Getting the const-correctness of Object sorted once and for all

Jakob Ovrum jakobovrum at gmail.com
Sun May 13 23:35:16 PDT 2012


On Sunday, 13 May 2012 at 17:02:46 UTC, Stewart Gordon wrote:
> On 13/05/2012 17:41, Alex Rønne Petersen wrote:
> <snip>
>> I agree with everything but toString(). I'm afraid that 
>> forcing toString() to be const
>> will have harm flexibility severely. Can't we do better, 
>> somehow?
>
> How exactly?
>
> If you're talking about memoization, it ought to be possible to 
> make use of std.functional.memoize to implement it.
>
> Otherwise, using toString to change the state of an object is 
> bending semantics.  If you want a method to generate a string 
> representation of an object in a way that might do this, then 
> create your own method to do it.
>
> Stewart.

How about logically constant opEquals, toString etc?
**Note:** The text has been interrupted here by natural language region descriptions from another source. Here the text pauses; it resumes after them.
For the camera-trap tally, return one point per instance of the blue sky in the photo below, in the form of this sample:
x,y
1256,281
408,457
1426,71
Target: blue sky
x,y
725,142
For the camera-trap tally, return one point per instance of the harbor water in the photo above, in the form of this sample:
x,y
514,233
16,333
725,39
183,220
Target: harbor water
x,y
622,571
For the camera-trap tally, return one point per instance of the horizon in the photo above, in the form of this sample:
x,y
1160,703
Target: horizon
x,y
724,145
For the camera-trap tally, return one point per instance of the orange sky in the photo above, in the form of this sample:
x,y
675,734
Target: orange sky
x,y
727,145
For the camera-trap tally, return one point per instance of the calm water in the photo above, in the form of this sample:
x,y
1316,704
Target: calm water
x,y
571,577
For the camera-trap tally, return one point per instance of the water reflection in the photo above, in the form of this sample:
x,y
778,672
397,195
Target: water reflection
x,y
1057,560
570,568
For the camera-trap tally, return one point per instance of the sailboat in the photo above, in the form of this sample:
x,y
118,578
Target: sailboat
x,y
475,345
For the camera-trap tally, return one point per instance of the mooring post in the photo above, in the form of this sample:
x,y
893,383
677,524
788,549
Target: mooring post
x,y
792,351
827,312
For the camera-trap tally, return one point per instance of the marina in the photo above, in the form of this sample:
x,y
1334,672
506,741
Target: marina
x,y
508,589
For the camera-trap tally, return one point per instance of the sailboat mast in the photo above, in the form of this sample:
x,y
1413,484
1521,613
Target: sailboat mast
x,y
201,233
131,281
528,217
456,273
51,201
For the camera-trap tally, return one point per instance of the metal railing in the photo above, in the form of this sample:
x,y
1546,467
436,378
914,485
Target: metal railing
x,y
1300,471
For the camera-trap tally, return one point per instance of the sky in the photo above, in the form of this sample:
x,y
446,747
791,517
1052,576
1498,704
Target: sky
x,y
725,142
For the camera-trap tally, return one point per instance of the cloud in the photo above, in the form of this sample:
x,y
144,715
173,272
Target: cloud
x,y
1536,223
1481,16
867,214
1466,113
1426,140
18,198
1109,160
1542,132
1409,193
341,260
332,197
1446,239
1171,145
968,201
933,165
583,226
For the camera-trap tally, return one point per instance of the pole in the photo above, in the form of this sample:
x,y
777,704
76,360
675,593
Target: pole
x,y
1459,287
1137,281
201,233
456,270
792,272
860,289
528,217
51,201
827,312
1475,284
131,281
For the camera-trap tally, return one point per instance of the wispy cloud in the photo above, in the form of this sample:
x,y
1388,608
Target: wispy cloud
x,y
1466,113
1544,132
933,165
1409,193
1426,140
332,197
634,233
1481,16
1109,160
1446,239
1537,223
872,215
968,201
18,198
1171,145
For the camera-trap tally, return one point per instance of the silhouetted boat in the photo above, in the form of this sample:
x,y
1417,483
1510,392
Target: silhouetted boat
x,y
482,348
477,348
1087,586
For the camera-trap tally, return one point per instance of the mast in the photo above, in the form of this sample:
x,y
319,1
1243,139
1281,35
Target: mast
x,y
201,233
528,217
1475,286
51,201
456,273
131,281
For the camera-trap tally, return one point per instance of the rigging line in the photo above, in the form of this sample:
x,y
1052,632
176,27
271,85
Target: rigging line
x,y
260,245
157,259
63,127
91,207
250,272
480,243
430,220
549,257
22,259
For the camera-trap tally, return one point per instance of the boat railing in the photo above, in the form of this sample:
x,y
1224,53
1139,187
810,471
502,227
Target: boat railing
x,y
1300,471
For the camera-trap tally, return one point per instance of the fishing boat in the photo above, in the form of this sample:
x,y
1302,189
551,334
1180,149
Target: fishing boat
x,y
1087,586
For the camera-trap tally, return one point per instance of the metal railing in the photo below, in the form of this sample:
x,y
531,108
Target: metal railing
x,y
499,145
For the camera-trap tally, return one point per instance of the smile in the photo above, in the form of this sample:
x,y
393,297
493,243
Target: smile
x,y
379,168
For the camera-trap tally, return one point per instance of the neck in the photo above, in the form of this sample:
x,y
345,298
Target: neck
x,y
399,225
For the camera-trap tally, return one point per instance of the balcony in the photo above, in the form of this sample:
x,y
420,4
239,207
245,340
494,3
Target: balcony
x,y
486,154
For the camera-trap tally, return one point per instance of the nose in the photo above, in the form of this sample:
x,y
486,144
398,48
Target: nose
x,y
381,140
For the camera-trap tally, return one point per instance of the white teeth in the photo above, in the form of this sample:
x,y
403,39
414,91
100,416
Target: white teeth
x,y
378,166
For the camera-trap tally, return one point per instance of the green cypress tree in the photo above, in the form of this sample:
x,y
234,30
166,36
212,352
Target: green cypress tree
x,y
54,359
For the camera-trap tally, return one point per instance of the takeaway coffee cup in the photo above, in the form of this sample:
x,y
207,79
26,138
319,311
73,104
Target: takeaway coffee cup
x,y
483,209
Currently, 
this is perfectly possible by just *not using const*. Logical 
constancy goes beyond memoization.

For example, take this function:

http://jakobovrum.github.com/LuaD/luad.base.html#LuaObject.opEquals

It cannot be const because Lua instances are state machines. The 
function pushes the this-object to the Lua stack, then it pushes 
the object to compare to, then it uses a Lua API comparison 
function which pops the two objects and pushes the comparison 
result. The result is then popped off the stack and returned as a 
boolean.

The function is logically constant, hence it does not use D's 
const, which should be a completely valid choice to make.